Serkan yediği tokadın şaşkınlığı ile Çiçek’e baktı. Kızgın gözleri çok net görüyordu. Elinin ağırlığı ile biraz sızlayan çenesini tuttu.
-Elin ağırmış.
-Sen ne yaptığını sanıyorsun?
Gülerek “Aynı yatakta kalktık. Bana yakışıklım derken baya iyiydi. Şimdi neden bu kadar kızdın?” dedi.
-Serkan benim sinirlerimi bozma. Sana her şeyi neden yaptığımı anlattım. Ben oyuncuyum.
Yediği tokada takılmak istemese de laflar daha ağırdı. “Yani sadece oyunculuk yaptın.”
Çiçek şaşkınlıkla izlerken “Evet bunu biliyorsun zaten. Maksat seni bıktırmaktı ve başardık.” dedi. Sanki hepsinin altında bir anlam varmış gibi konuşması saçma geliyordu.
-Ama ben bilmek istemiyorum. Oyun olsa bile o Çiçek’i istiyorum.
-Ben yakında evleneceğim. Benden uzak dur!
Çiçek en ağır darbeyi de vurunca arabasına yürüdü. Bindiği gibi de gaza basıp uzaklaştı. Serkan’ın vaz geçmesi için bunu yapmak zorundaydı. Yoksa Çetin ortalığı karıştıracaktı ki bu sefer Alara da olaya dahil olacaktı. Bu akşam bir kere daha anladı ki arkadaşının sadece kocası ile mutlu olmasını istiyordu. Serkan’ın çocukça yaptıkları ile vakit harcayamazdı.
Serkan giden arabanın arkasından izlerken az önceki öpüşmeyi ve sonrasını çeken kişiden habersizdi. Alpaslan görünüş olarak kapıdan ayrılmış olsa da yedek kişi devreye girmişti. Dudak dudağa fotoğraf Leman’ın eline ulaşırken Serkan’ın bir zayıf noktası daha eline geçmişti. Hepsini kullanacağı günün heyecanı ile fotoğrafı en güvenilir yere sakladı. Şimdilik Çetin’in görmemesi iyi olurdu. Yoksa bu fırsatı hemen heba ederdi.
Serkan içinde kopanların acısı ile eve girdi. Direk yukarı yöneldiğinde Alara kardeşinin arkasından seslendi, ama durmadı. Peşine takılıp yukarı çıktı. Odasına girdiği gibi kapıyı çarpsa da arkasından o da girdi.
Serkan pencereye yaklaşmıştı ki açılan kapıyla döndü. Ablasını görünce “Yalnız kalmak istiyorum.” dedi. Şu anda çok öfkeliydi ve onun da kalbini kırabilirdi.
Alara titreyen göz bebekleri ve kızaran yüzden kötü bir durum olduğunu anladı. Öfke patlamasının ucundaydı. Kendini tutması değişik geldi. Kardeşi susmaz zehrini akıtırdı. Onda ki bazı değişimler gözünden kaçmıyordu.
-Ne oldu?
Serkan ablasını izlerken aslında her şeyi bildiğinin farkındaydı. Aslında kendine sinirli olsa da “Acınacak halimi görmeye mi geldin?” dedi.
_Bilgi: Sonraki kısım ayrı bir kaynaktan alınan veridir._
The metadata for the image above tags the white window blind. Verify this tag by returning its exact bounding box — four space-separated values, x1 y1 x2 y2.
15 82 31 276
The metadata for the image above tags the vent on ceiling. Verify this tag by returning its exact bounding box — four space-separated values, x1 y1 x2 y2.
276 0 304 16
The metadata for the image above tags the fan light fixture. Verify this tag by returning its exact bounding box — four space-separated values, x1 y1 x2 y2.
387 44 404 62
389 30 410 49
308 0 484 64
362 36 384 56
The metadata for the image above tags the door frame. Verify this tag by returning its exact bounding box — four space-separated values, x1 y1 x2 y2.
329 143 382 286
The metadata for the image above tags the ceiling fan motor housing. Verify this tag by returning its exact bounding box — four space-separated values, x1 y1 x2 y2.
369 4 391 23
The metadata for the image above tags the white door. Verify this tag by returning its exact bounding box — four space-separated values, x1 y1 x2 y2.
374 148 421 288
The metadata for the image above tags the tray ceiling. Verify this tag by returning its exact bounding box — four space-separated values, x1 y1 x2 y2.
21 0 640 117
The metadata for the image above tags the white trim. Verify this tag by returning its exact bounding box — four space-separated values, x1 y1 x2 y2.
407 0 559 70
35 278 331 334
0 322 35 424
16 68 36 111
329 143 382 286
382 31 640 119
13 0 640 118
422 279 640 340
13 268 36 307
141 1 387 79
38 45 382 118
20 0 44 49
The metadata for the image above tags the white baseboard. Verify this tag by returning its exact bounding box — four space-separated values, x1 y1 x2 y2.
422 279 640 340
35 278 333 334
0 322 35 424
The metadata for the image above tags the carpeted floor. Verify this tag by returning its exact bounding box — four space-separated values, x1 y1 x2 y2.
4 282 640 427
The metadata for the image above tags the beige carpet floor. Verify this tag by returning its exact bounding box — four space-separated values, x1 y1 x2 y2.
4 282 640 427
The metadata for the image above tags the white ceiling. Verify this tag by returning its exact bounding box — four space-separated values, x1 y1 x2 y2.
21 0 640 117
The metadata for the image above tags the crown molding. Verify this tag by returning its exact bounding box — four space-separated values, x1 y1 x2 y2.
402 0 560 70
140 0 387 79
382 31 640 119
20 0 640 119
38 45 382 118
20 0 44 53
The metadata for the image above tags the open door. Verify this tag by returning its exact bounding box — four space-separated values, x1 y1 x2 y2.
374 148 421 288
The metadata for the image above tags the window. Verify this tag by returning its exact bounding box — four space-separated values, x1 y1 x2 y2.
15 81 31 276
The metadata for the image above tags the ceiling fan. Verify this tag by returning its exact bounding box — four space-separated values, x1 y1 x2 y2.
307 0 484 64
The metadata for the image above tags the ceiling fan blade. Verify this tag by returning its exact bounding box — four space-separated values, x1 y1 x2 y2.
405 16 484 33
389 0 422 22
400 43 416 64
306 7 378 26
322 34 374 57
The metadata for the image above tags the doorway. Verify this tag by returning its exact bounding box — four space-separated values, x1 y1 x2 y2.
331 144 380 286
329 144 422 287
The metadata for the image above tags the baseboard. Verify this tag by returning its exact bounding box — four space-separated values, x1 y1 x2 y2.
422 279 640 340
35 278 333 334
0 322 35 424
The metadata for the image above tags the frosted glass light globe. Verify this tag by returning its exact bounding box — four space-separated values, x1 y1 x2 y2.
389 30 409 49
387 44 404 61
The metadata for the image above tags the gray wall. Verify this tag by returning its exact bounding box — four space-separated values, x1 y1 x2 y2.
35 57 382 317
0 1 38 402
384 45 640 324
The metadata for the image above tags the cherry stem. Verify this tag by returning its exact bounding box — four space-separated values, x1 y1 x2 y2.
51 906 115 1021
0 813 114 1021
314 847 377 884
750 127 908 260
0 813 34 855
Alara bir adım atsa da kardeşinin “Sen bunu hak ettin. Zaten seni kim sevsin desene. Çiçek’i de benden alacak mısın?” demesiyle durdu. Savurduğu kelimeler aslında kendineydi. Canı yandığı zaman daha acımazsız olduğunu biliyordu. Kendi kadar onunda güçlü olmak için sert bir kabuğa büründüğünün farkındaydı.
-Serkan izin ver yanında olayım.
İşte bu canını daha çok acıtıyordu. Ablasının bakışları içini okuyor gibiydi. Daha da sertleşirken “Bana söz ver.” dedi.
Alara konuyu değiştirmesine izin verip “Ne için?” dedi. Eğer işe yarayacaksa sorgulamadan verirdi, ama konuşmasını sağlamak istiyordu.
-Ne olursa olsun karışmayacaksın. Düşsem de, herkes benden nefret etse de bana yardım etmeyeceksin.
Serkan kendini cezalandırıyordu. Kendi batırmıştı kendi çıkmalıydı. Çiçek sen hiç farkında değilsin, ablan hep arkanı topladı demişti. Ablasının sessiz kaldığını görünce “Bir kere bana güvenemez misin?” dedi. Neden bilmiyordu, ama adam yerine konmak istiyordu. Alara Dilme’nin gölgesinde ki kardeş olmak ya da şımarık adam olmaktan sıkılmıştı.
Kardeşini korumaya çalışırken aslında onda oluşturduğu etkiyi gördü. Madem bunu istiyordu yapacaktı. “Tamam karışmıyorum.”
Serkan ablasının sözünü inanmak için bir süre gözlerini izledi. Bir kere daha “Gelip yardım et desen bile etmeyeceğim.” demesiyle onayladı.
-O zaman bundan sonra yapacaklarıma gözlerini kapat. Eskisi gibi sadece işin ile ilgilen. Bir de bebeğin ve kocan ile.
Alara biraz rahatlasın diye “Yalnız Erdem senin yanında olmak istiyor.” dedi. Kardeşinin sıkıntıyla nefes alması gülümsetti. Ne kadar kabul etmese de aslında o da Erdem’i sevmeye başlamıştı. Zaten adam bir şekilde kendini sevdiriyordu. Kocası aslında kardeşinin yalnızlığını bitiriyordu. Serkan’ın hayatında gerçek bir arkadaş yoktu. Kendi gibi yaşadıklarını ya da duygularını kimseye anlatmazdı. Bu yüzden de ikisinin ilişkisi hoşuna gidiyordu.
-Eğer sen bir şeye karışmazsan o da bana ayak bağı olmaz.
-Sence Erdem’in tek derdi ben miyim?
Alara kardeşinin anladığını düşünerek “Rakiplerinin canına oku.” diyerek odadan ayrıldı.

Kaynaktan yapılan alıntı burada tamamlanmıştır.